De regering van Thailand moet de Rohingya’s uit Myanmar die worden vastgehouden onder onmenselijke en onveilige omstandigheden vrijlaten en garanderen dat de benodigde bescherming wordt gegeven. Dat zegt Brad Adams, directeur van de Azië-divisie van de mensenrechtenorganisatie Human Rights Watch, vandaag in een persbericht. Hij reageert daarmee op een voorstel van de Thaise regering om vluchtelingen te herplaatsen.

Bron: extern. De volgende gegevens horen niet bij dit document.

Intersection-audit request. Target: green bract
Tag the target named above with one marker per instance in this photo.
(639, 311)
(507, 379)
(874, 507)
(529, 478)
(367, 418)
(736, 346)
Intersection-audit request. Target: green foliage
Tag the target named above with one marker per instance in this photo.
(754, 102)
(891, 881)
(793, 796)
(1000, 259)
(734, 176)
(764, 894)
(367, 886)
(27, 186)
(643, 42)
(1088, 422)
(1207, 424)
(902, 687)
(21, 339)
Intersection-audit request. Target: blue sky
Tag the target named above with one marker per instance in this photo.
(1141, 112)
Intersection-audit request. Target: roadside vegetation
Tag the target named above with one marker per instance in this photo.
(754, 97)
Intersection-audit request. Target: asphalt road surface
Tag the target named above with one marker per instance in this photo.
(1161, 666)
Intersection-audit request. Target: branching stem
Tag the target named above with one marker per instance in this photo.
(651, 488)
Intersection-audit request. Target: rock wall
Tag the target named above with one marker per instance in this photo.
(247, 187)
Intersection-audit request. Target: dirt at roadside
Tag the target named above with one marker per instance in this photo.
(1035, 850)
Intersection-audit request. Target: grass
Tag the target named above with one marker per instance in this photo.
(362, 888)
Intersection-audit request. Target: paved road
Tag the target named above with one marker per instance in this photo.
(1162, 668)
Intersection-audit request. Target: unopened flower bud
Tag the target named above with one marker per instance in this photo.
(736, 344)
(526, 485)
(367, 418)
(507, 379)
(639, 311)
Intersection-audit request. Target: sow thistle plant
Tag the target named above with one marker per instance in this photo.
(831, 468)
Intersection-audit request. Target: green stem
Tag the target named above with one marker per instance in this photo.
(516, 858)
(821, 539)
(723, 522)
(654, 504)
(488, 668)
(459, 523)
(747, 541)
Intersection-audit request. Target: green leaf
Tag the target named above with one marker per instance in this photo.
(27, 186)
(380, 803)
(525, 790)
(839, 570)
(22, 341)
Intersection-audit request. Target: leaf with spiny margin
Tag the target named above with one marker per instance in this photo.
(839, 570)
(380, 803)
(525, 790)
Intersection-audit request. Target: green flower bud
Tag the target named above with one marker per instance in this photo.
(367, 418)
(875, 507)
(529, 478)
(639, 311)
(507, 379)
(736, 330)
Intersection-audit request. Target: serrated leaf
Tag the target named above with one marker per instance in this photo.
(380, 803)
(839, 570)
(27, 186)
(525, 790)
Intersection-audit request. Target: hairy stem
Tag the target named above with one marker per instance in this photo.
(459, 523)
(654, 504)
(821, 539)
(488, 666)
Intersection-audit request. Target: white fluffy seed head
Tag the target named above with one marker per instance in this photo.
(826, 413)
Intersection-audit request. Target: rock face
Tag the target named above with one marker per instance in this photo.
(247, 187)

Op 9 augustus vertelde de minister van sociale ontwikkeling en menselijke veiligheid, Paveena Hongsakula, nog aan diverse media dat de detentie en mensenhandel van Rohingya’s in Thailand behoren tot serieuze mensenrechten problematiek. Echter, vier dagen later stelde ze tijdens een kabinetsvergadering voor om de vluchtelingen te herplaatsen naar andere opvangkampen nabij de grens met Myanmar, een plan dat naar verluidt de steun heeft van premier Yingluck Shinawatra en de minister van Buitenlandse Zaken Surapong Tovichakchaikul.
Ondanks het feit dat veel Rohingya vorig jaar Myanmar ontvlucht zijn voor etnische zuivering en misdaden tegen de menselijkheid in Rakhine State, weigert de Thaise regering om hen te beschouwen als vluchtelingen. Sinds januari worden door de Thaise autoriteiten 2.055 Rohingya vastgehouden op grond van het feit dat zij het land zijn illegaal zijn binnengekomen volgens de regering. De mannen zijn naar verschillende detentiecentra gebracht, terwijl de vrouwen en kinderen zijn vastgehouden in opvangcentra die worden beheerd door het ministerie van Sociale Ontwikkeling en Menselijke Veiligheid.
De meeste immigratie detentiecentra voor mannen zijn zwaar overbevolkt en de gedetineerde hebben geen toegang tot medische diensten en andere basisbehoeften. De Rohingya mannen worden vastgehouden in zeer kleine en krappe cellen die sterk lijken op grote kooien, waar zelfs nauwelijks ruimte is om te zitten. Veel Rohingya hebben lichamelijke klachten doordat zij al vijf maanden vast worden gehouden zonder mogelijkheden op enige lichaamsbeweging. Acht Rohingya mannen zijn inmiddels gestorven aan ziektes tijdens hun detentie. Interventies door medische instanties, mede vanwege media aandacht, hebben telken voor kleine verbeteringen gezorgd maar de structurele problemen niet kunnen wegnemen. In de opvangcentra voor vrouwen en kinderen zijn diverse mensenhandelaren en criminelen actief; naast afpersingen zijn vrouwen ook slachtoffer van aanranding en verkrachting geworden.
“De Thaise regering moet erkennen dat haar bestraffende detentie beleid ten aanzien van de Rohingya’s zowel onmenselijk als contraproductief is”, aldus Adams. “In plaats van hen vast te houden in grenskampen of detentiecentra, moet de Thaise regering overwegen om de Rohingya’s te in het land te laten blijven, werken, en leven onder tijdelijke bescherming.”